How does flash storage fail?

How does flash storage fail?

Summary: The flash failure mode is odd: when most things break you lose their contents. But when flash fails your data is still there. Did you ever wonder why?

SHARE:
11

The flash storage industry seems to have a code of silence on NAND flash technical issues. Search online for how NAND flash fails and you won't come up with much.

I recently did a video for LSI, the long time maker of RAID and SCSI controllers and adapters, in which I interviewed LSI system architect and corporate fellow Robert Ober, who holds dozens of patents and is deeply knowledgeable about storage technologies.

How does flash work?
Flash stores an electrical charge in a quantum well in a floating gate transistor. The floating gate name comes from the fact that the normal transistor gate is isolated from the source and drain by an insulating layer of oxide. The gate "floats" between the two insulating layers.

floating_gate_diagram
A floating gate NAND flash cell

 

The quantum well in the floating gate stores and electrical charge. In single level cell (SLC) flash either the absence or presence of charge gives us a single binary digit.

In multi level cell (MLC) flash there are four levels of charge corresponding to two binary digits. And in three level cell flash (TLC) there are eight levels of charge corresponding to three binary digits.

It takes about 20 V to write a flash cell. This voltage is created by on-chip pumps, which is why flash chips do not require a 20 V input.

With each write the high voltage places more charge into the insulating layers that protect the floating gate. As the charge in the insulating layers grows it takes longer and longer to write the cell.

Eventually, a write is no longer possible. When that happens the existing data can not be overwritten and is therefore preserved.

That's what flash "failure" looks like.

Other issues with flash
The video talks about more than how flash fails.
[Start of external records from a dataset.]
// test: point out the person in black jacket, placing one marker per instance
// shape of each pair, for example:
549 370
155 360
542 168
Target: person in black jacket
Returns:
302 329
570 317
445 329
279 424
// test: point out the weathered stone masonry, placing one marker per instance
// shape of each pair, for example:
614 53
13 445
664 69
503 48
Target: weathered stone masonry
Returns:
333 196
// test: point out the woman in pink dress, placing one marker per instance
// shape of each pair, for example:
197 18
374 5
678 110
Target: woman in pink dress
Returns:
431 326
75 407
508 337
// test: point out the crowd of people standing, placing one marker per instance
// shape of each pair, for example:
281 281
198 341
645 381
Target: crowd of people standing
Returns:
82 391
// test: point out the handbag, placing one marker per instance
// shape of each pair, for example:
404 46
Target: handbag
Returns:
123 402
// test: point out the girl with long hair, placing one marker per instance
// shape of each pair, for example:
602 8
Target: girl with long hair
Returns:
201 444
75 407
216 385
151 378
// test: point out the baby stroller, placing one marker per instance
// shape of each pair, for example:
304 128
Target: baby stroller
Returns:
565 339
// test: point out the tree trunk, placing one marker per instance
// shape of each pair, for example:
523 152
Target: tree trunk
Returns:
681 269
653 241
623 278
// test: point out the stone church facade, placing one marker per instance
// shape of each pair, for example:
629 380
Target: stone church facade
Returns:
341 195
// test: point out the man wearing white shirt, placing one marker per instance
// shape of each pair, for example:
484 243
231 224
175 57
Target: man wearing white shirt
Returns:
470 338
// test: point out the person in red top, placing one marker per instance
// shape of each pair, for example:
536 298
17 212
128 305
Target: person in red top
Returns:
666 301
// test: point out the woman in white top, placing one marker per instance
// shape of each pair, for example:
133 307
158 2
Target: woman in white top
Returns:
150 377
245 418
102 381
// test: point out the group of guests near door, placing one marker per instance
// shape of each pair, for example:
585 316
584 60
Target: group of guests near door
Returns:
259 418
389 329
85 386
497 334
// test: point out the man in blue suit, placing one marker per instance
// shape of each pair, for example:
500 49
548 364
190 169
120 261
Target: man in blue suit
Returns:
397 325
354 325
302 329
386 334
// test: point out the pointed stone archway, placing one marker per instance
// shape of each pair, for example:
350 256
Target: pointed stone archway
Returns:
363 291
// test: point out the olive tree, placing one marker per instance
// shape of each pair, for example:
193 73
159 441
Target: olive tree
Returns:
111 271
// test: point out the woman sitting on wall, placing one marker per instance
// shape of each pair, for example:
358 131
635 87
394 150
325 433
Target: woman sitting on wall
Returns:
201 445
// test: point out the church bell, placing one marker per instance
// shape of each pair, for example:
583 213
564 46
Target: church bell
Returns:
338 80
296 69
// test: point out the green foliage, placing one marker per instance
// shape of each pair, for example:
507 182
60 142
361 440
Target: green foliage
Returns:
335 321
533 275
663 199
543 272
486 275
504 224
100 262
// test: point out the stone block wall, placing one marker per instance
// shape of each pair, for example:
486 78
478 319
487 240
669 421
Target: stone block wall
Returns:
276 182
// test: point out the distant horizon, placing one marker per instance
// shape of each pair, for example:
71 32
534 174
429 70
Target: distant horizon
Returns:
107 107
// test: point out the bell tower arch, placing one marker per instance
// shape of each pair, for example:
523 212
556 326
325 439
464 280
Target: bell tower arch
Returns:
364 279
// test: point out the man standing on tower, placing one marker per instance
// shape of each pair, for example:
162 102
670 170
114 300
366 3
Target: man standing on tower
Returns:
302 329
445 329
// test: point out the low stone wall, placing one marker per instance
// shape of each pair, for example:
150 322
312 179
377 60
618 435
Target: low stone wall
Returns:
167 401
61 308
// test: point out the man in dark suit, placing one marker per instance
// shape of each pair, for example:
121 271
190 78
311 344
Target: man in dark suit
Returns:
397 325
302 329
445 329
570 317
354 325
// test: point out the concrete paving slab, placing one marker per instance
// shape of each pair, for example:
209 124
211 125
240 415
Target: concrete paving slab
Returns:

For example, how should we think about the fact that flash is a wearing medium? How does write amplification work? What is the impact of data compression on write amplification?

These are among the other major issues addressed in the LSI video that you can watch here.

The Storage Bits take
Given the deep impact that NAND flash has had on the storage industry in the last five years, it is surprising about how little is generally known about the technology. Some of this is due to the desire to maintain trade secrets, but much of it has to do with a fear that knowledge would make users less comfortable about flash.
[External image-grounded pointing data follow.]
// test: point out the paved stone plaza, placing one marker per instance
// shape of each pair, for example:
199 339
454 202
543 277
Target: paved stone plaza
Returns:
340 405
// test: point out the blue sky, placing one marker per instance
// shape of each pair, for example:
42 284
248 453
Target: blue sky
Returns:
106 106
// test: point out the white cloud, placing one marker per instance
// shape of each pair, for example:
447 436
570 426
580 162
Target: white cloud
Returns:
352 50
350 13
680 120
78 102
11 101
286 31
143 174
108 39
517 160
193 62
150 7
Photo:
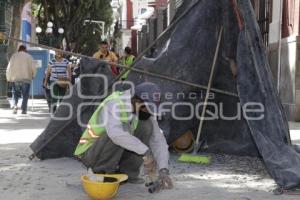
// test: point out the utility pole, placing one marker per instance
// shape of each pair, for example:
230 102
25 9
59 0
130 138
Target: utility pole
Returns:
3 56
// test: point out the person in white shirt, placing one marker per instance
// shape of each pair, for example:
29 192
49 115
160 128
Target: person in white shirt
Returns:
123 147
20 71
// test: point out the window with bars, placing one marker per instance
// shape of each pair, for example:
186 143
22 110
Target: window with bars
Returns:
263 13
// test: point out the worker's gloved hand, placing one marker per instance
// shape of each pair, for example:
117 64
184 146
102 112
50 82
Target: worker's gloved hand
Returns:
149 162
166 181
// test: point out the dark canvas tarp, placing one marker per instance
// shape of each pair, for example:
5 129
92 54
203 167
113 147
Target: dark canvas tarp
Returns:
186 53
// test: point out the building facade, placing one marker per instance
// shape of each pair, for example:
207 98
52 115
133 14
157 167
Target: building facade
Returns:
284 48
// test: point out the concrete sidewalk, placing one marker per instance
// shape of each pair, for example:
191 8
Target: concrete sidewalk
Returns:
228 177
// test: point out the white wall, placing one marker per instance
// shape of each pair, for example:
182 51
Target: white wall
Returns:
276 22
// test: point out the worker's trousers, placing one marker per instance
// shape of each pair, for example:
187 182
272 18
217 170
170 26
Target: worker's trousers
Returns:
106 157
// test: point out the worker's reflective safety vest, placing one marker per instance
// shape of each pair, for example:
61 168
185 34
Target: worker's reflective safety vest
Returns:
94 130
127 62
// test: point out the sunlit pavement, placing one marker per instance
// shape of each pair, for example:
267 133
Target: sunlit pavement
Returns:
25 128
50 179
19 128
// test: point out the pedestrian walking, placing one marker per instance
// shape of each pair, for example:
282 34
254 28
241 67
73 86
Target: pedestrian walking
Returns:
20 71
106 55
127 60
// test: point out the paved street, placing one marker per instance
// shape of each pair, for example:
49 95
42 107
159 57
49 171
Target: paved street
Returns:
228 177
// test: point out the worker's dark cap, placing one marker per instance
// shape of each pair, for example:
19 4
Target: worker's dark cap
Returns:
150 93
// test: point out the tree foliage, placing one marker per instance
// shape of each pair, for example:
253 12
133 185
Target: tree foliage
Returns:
70 15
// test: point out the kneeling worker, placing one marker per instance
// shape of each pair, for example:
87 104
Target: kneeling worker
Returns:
122 135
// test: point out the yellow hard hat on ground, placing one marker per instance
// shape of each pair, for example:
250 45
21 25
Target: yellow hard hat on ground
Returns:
105 189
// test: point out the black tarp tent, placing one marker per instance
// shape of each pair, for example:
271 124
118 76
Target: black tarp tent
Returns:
186 52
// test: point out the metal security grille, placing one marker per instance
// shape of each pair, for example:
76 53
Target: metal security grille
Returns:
263 13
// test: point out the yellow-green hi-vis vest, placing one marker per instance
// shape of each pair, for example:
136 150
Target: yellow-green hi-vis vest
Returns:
127 62
94 130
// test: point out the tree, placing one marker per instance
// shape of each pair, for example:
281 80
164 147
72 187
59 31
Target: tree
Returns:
70 15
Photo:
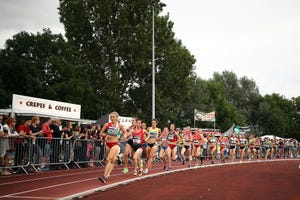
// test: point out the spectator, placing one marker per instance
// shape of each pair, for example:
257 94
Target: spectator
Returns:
37 132
46 145
55 143
22 143
8 131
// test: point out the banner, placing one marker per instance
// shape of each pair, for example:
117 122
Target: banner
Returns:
201 116
36 106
And users are uncomfortable about flash, though the discomfort is slowly dissipating with greater experience.

For example, early on the industry claimed that flash-based SSDs were much more reliable than disk drives. That wasn't completely true.

Yes, the most reliable SSDs are somewhat more reliable than HDD's, but vendors who threw together product's from spotmarket components turned out to be often much less reliable than disk drives.

Today we don't have any good alternatives to NAND flash, so the questions about how it works and how well it works are somewhat academic. But as new persistent storage technologies – such as resistance RAM technologies – come to market these issues will become more important to technical decision-makers.

Comments welcome, as always. LSI paid to create the video, but not for this post. What questions do you have about how flash works?

Topics: Storage, Hardware, Mobility

Kick off your day with ZDNet's daily email newsletter. It's the freshest tech news and opinion, served hot. Get it.

Talkback

11 comments
Log in or register to join the discussion
  • Flash...

    I've got a Dell Mini 9 netbook with a 3rd party SSD. Worked fine for a while but then OS corruption started occurring on a very frequent basis. I suspect the SSD has gone bad.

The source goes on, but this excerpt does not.